榛原総合病院は医師不足や経営難から運営に行き詰まり、運営を引き継ぐよう自治体側から要請があった。 
これを受けて徳洲会は、 
▽ほかに引き受け手がない 
▽同病院に代わる医療機関が地域に少ない 
▽自治体や住民が病院の存続に意欲的 
▽病棟が比較的新しく、ベッド数も多い 
▽院長をはじめ勤務医が協力的 
―などの要素を考慮して継承を決めた。 

榛原総合病院の再建が軌道に乗れば、自治体から公立病院の運営を求められるケースが増えると中川氏はみている。 

民間病院の買収とは違い、公立病院の運営を指定管理者として引き継ぐ場合には通常、譲渡先の費用負担はほとんど発生しない。 
しかし、それでもなお、すぐには引き受けに踏み切れない。 
運営の継承を決めたものの、仮に勤務医やスタッフの協力が得られなければ自力で確保せざるを得ず、大きなリスクを伴うからだ。 

▼大手グループ幹部「病院多過ぎる」 

埼玉県などで22病院を運営する上尾中央医科グループ(AMG)は08年、「埼玉草加病院」など2病院を運営する医療法人を丸ごと傘下に加えたが、それ以降は目立った動きがない。 

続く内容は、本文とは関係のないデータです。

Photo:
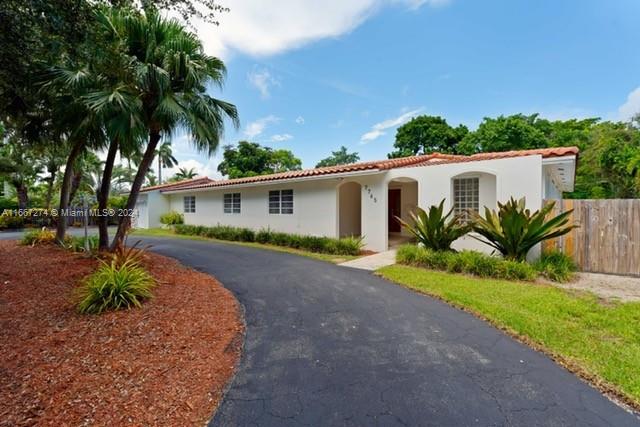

AMGには、取引先の銀行などから病院譲渡の相談がコンスタントに持ち込まれるが、徳洲会と同様、経営難や後継者不在で自力再建が困難なケースが大半だ。 
地域にほかの医療機関が少ないなど、住民のニーズが特に大きいと考えられる場合には、引き継ぎを前向きに検討する。 
しかし、実現するのは一握りにすぎない。 

近年では、ほかの大手グループの動きも軒並み低調だ。これは、 
▽内部に建て替えが必要な病院を抱えている 
▽引き継ぎ後の黒字転換が見通せない―といった要素が足かせになっているケースが多いとみられる。 

現行制度では、病院などが設置できるベッドの総数は、「基準病床数」として各都道府県が地域ごとに設定する仕組みになっている。 
このため、実際のベッド数がこの基準に達した「ベッド過剰地域」では、新規参入自体が難しくなる。 
こうした中で、都道府県から設置認可を受けた病院の「許可病床」が既得権益と化し、医療費が増え続けた一昔前には、病院が丸ごと高値でやりとりされた。 

ところが、国が2000年代初頭に医療費の抑制に乗り出したころから状況は一変したと、関係者は口をそろえる。AMGの宮坂俊弘総局長は、「今はそういう時代では百パーセントない」。徳洲会の中川氏も、許可病床の価値は「あまり評価しない」と話す。 

運営に行き詰まり、譲渡先すら見つけられない病院は「消滅するほかない」と、ある大手病院グループの幹部は話している。 
別のグループの幹部は、日本では病院の数がそもそも多過ぎるという受け止め方だ。「たとえ病院が3分の1減っても、日本の医療は機能すると思う」。